Oceanside Completes Medical System Merger

TIMES STAFF WRITER

Oceanside rolled out its fleet of fire and emergency vehicles Monday to celebrate the completion of a public-private emergency medical system that has reduced response times and cost.

Fortunately, there were no holocausts or earthquakes while city fire officials and Hartson higher-ups were showing off their fleet of yellow "medic engines" and red-and-white ambulances at a news conference in Buddy Todd Park.

Two years ago, Oceanside City Council members approved the public-private marriage, which melds Hartson Medical Services and the Oceanside Fire Department into a single team to respond to medical emergencies.

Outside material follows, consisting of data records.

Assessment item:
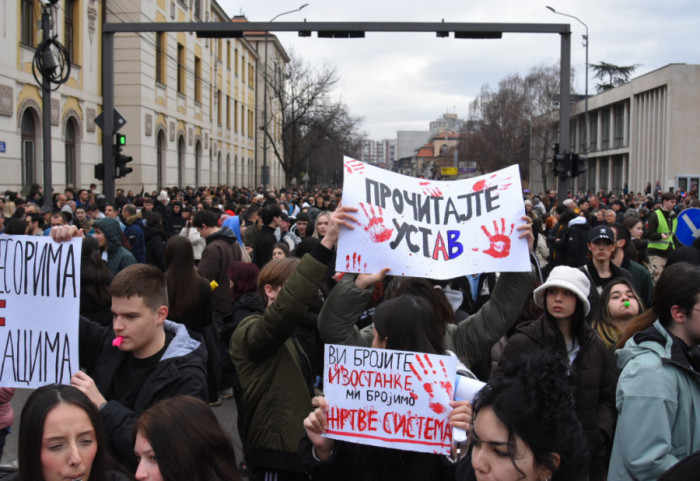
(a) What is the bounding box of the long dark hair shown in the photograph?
[80,236,114,307]
[133,396,240,481]
[165,235,206,318]
[616,262,700,349]
[17,384,108,481]
[373,294,445,354]
[470,349,589,481]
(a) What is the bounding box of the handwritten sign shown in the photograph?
[0,235,82,388]
[323,344,457,454]
[336,157,530,279]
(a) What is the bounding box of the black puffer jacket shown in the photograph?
[499,314,618,480]
[79,317,207,467]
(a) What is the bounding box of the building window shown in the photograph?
[226,95,231,130]
[65,120,77,187]
[241,105,245,135]
[156,130,168,187]
[63,0,77,64]
[22,110,36,190]
[216,90,222,127]
[194,56,202,102]
[177,135,185,185]
[588,112,598,152]
[177,43,186,95]
[600,109,610,150]
[613,104,625,149]
[20,0,34,47]
[156,32,168,85]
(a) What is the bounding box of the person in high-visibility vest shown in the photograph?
[646,192,678,282]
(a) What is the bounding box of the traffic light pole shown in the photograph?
[102,32,115,203]
[557,31,571,203]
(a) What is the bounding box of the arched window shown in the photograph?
[65,119,78,187]
[22,109,36,189]
[156,130,167,189]
[177,135,185,187]
[194,140,202,187]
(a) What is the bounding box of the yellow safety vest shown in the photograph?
[647,209,678,251]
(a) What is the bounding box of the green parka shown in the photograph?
[229,245,331,472]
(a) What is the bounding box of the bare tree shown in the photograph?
[265,52,362,184]
[590,62,641,93]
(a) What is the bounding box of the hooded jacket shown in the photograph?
[197,227,241,313]
[79,317,207,466]
[608,320,700,480]
[94,217,136,276]
[124,212,146,262]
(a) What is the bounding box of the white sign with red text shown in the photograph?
[323,344,457,454]
[0,235,82,388]
[336,157,530,279]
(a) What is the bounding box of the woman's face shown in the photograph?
[134,432,163,481]
[470,406,551,481]
[630,221,644,240]
[547,287,577,320]
[608,284,639,321]
[41,403,97,481]
[316,215,328,237]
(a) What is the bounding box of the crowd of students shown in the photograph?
[3,181,700,481]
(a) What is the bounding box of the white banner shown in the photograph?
[336,157,530,279]
[323,344,457,454]
[0,235,82,388]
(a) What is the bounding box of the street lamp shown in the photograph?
[262,3,309,192]
[547,5,590,154]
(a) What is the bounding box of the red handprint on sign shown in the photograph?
[472,174,512,192]
[345,160,365,174]
[411,354,454,414]
[345,252,367,272]
[418,182,442,197]
[481,218,515,259]
[357,202,394,244]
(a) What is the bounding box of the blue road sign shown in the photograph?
[676,208,700,246]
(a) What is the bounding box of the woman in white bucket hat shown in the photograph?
[499,266,617,481]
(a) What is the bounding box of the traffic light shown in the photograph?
[571,154,588,177]
[112,134,134,179]
[95,164,105,180]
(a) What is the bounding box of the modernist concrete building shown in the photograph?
[530,64,700,193]
[0,0,286,192]
[0,0,102,192]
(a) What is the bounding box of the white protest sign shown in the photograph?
[323,344,457,454]
[0,235,82,388]
[335,157,530,279]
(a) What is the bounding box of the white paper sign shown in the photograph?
[323,344,457,454]
[336,157,530,279]
[0,235,82,388]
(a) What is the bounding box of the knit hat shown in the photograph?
[533,266,591,315]
[588,225,615,244]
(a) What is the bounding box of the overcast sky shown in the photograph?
[219,0,700,139]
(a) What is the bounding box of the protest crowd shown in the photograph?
[0,177,700,481]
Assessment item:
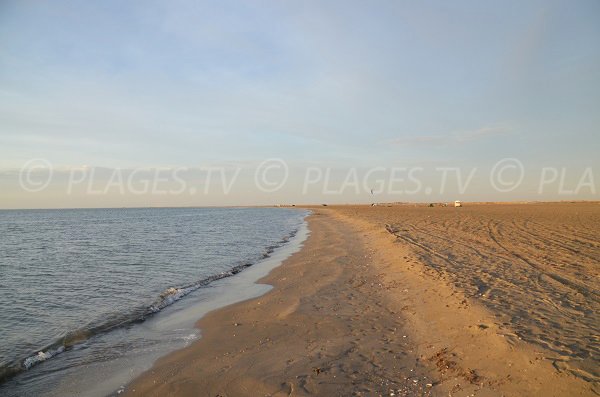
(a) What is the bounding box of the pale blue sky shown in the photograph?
[0,0,600,204]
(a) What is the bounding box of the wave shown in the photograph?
[0,229,298,384]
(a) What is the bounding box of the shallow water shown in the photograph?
[0,208,305,395]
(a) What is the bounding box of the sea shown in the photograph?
[0,208,308,397]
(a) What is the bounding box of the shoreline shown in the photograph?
[125,206,594,396]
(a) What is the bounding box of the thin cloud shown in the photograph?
[390,126,513,146]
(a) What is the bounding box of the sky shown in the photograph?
[0,0,600,208]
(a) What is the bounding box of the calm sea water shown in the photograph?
[0,208,306,395]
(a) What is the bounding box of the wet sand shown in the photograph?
[126,204,600,396]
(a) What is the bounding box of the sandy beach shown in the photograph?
[125,203,600,397]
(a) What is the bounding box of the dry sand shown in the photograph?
[126,203,600,397]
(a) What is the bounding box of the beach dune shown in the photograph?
[125,203,600,396]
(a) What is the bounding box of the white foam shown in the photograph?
[23,346,65,369]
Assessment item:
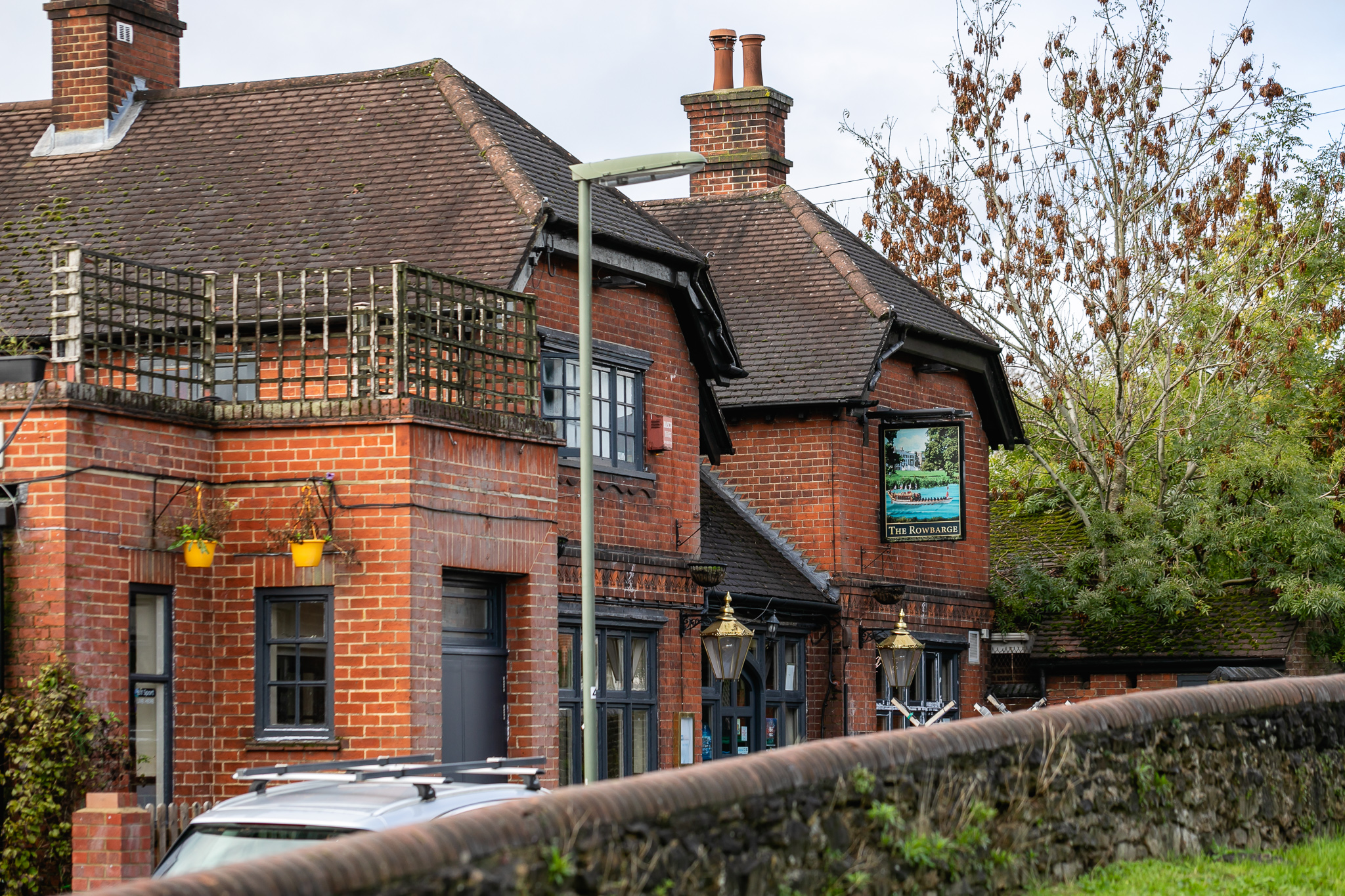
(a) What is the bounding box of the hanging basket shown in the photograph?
[289,539,327,567]
[181,542,219,568]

City fire dispatchers handle all "9-1-1" emergency calls, dispatching a fire engine carrying two firefighter/paramedics. At the same time, dispatchers alert a Hartson ambulance, which will respond with emergency medical technicians, who have a lower level of medical training than paramedics. If the victim's condition requires it, the paramedics remain with the ambulance as it delivers the victim to a hospital. If not, the paramedics return to their fire station duties with the rest of the engine crew.

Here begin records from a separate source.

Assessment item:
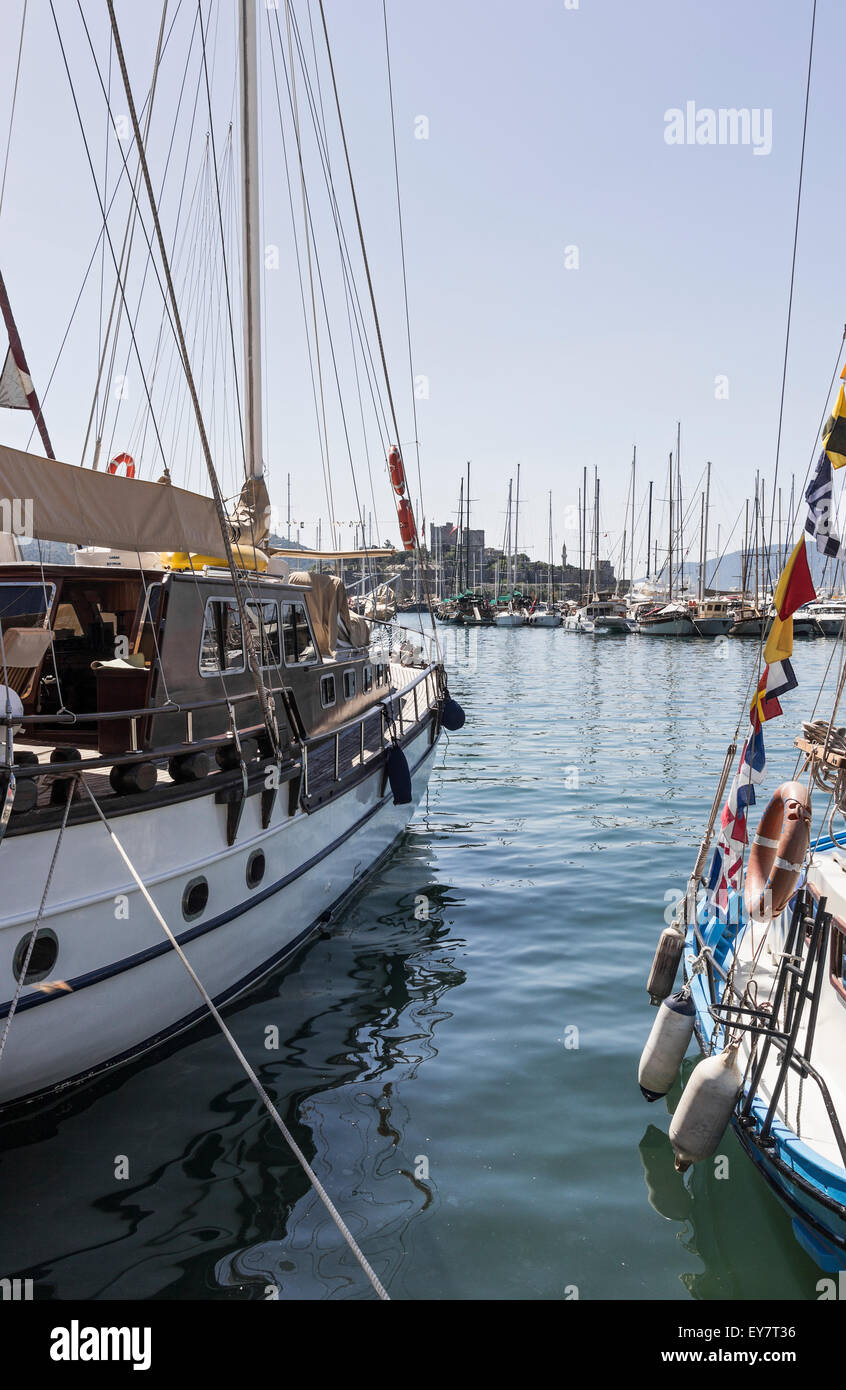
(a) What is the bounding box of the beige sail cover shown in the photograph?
[0,445,222,555]
[288,570,370,657]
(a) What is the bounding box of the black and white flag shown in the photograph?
[804,450,843,560]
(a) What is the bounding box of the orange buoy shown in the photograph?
[396,498,417,550]
[106,453,135,478]
[743,783,811,922]
[388,445,406,498]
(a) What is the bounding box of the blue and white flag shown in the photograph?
[804,450,843,560]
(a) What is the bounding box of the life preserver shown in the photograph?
[743,783,811,922]
[106,453,135,478]
[396,498,417,550]
[388,445,406,498]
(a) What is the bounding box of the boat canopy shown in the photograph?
[288,570,370,659]
[0,445,222,555]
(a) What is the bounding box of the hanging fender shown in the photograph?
[743,783,811,922]
[106,453,135,478]
[388,445,406,498]
[385,744,411,806]
[396,498,417,550]
[440,691,467,734]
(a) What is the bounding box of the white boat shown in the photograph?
[564,599,632,635]
[0,0,452,1106]
[803,598,846,637]
[493,605,526,627]
[693,598,735,637]
[526,603,564,627]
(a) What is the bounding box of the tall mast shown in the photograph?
[546,492,553,607]
[506,478,514,594]
[622,445,638,594]
[0,274,56,459]
[593,464,599,596]
[675,420,685,598]
[239,0,264,478]
[699,492,704,603]
[511,464,520,588]
[702,463,711,598]
[575,488,585,607]
[465,459,475,589]
[668,453,672,603]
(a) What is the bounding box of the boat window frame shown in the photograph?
[197,594,247,681]
[276,594,322,671]
[0,580,57,632]
[828,917,846,1004]
[244,594,282,671]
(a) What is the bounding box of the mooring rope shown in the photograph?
[81,778,390,1302]
[0,772,76,1062]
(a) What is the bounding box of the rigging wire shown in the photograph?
[770,0,817,564]
[382,0,425,531]
[0,0,26,227]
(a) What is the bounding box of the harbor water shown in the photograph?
[0,628,835,1300]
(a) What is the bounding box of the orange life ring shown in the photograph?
[743,783,811,922]
[388,445,406,498]
[396,498,417,550]
[106,453,135,478]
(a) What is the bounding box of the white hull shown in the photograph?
[638,617,696,637]
[0,724,433,1104]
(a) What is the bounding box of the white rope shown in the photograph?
[0,772,76,1062]
[81,777,390,1302]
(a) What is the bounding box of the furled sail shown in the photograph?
[231,477,271,546]
[0,445,229,555]
[0,348,32,410]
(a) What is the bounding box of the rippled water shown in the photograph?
[0,630,832,1300]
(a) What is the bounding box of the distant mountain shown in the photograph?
[650,545,835,591]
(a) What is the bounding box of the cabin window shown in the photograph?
[282,600,317,666]
[11,927,58,984]
[200,599,244,676]
[0,584,56,628]
[831,920,846,999]
[246,849,267,888]
[247,600,282,666]
[182,876,208,922]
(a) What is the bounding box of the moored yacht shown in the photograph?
[806,598,846,637]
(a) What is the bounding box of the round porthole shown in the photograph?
[11,927,58,984]
[247,849,267,888]
[182,878,208,922]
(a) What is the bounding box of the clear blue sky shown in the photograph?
[0,0,846,575]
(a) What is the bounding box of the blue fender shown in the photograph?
[440,695,467,733]
[385,744,411,806]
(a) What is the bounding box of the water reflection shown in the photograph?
[0,837,464,1298]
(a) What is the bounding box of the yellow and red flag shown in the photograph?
[764,530,816,666]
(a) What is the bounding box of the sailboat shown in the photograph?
[493,464,526,627]
[0,0,463,1106]
[526,492,564,627]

"The primary benefit of this program is that it provides advanced life support much faster," said Oceanside Fire Chief James L. Rankin. "Also, this arrangement means Oceanside citizens pay less for emergency medical services."

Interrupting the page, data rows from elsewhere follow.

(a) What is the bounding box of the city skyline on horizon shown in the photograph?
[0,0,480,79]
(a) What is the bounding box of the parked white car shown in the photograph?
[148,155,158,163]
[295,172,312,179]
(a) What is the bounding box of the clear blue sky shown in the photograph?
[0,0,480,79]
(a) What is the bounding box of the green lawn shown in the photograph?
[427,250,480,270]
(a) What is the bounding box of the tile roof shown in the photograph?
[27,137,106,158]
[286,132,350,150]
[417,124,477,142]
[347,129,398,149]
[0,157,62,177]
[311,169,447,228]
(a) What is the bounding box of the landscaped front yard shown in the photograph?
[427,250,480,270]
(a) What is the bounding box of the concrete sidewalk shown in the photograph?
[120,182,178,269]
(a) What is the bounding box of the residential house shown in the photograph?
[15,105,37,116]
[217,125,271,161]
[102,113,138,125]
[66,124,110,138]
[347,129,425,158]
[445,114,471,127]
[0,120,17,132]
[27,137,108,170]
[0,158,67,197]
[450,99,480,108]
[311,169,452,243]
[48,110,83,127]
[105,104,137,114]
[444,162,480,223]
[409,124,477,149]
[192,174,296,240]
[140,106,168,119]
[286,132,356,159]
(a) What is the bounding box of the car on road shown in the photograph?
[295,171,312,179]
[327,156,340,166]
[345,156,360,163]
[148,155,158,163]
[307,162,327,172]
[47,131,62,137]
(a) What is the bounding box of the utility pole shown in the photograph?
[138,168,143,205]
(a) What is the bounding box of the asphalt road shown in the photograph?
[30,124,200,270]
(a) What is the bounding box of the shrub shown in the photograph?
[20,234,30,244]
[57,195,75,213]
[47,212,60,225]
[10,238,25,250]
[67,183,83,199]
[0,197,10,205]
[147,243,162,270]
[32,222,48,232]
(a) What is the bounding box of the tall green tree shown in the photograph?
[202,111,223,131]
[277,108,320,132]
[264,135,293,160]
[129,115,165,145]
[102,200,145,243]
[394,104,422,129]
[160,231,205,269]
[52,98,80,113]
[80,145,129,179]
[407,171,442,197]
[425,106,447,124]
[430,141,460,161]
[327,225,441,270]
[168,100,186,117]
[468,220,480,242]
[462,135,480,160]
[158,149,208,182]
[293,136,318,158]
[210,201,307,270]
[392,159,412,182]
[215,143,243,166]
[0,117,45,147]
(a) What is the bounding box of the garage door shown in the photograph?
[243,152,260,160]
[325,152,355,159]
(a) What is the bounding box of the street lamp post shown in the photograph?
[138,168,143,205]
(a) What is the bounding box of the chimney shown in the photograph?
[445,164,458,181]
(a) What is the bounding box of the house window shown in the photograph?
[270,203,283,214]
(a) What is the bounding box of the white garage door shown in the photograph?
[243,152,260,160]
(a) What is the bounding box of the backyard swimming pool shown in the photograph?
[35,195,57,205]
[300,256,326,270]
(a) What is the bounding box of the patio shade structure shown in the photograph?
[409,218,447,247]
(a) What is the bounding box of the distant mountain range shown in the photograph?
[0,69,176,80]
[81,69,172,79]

Bills for the emergency ambulance service dropped from an average of $315 to about $220, he said, because, under the city contract, it can control costs, setting charges at the rate equal to city-provided ambulance service.

Paramedic response times, which previously ranged up to 20 minutes in outlying city areas such as Morro Hills and Leisure Hills, have been cut by about 50% under the joint program, Rankin said.

"Our goal is to cut that (paramedic) response time down to four to six minutes," he said. Placing the paramedics aboard the fire engine--usually closer to the scene and the first to arrive--will aid in meeting the goal, he said.

Now, with the program fully operational, four of Oceanside's five fire stations have two-man firefighter/paramedic teams on duty at all times. Three former city paramedic ambulances leased to Hartson have been refurbished and repainted and are operated by Hartson EMT teams to provide transport.

Rankin said an average of 20 fire and emergency calls are received in Oceanside daily, 16 of which are actual medical emergencies.

Before the joint program went into effect, city-staffed ambulances responded to medical emergency calls, Rankin said. But at times, the city had to call in private ambulances when all city crews had been dispatched. Since the joint program began in July 1988, all medical emergencies have been handled by the city/Hartson system, he said.

In March, a fifth fire engine with a trained paramedic team will go into service, Rankin said. It will be stationed at the downtown fire station, 714 3rd St. The two paramedic-staffed fire trucks at the main station are expected to handle about 50% of the medical emergency calls in the city.

Hartson also provides full paramedic/emergency medical transportation services for the city of San Diego under a four-year, $9.6-million contract.

That contract limits Hartson to a charge not to exceed an average of $267 per ambulance call.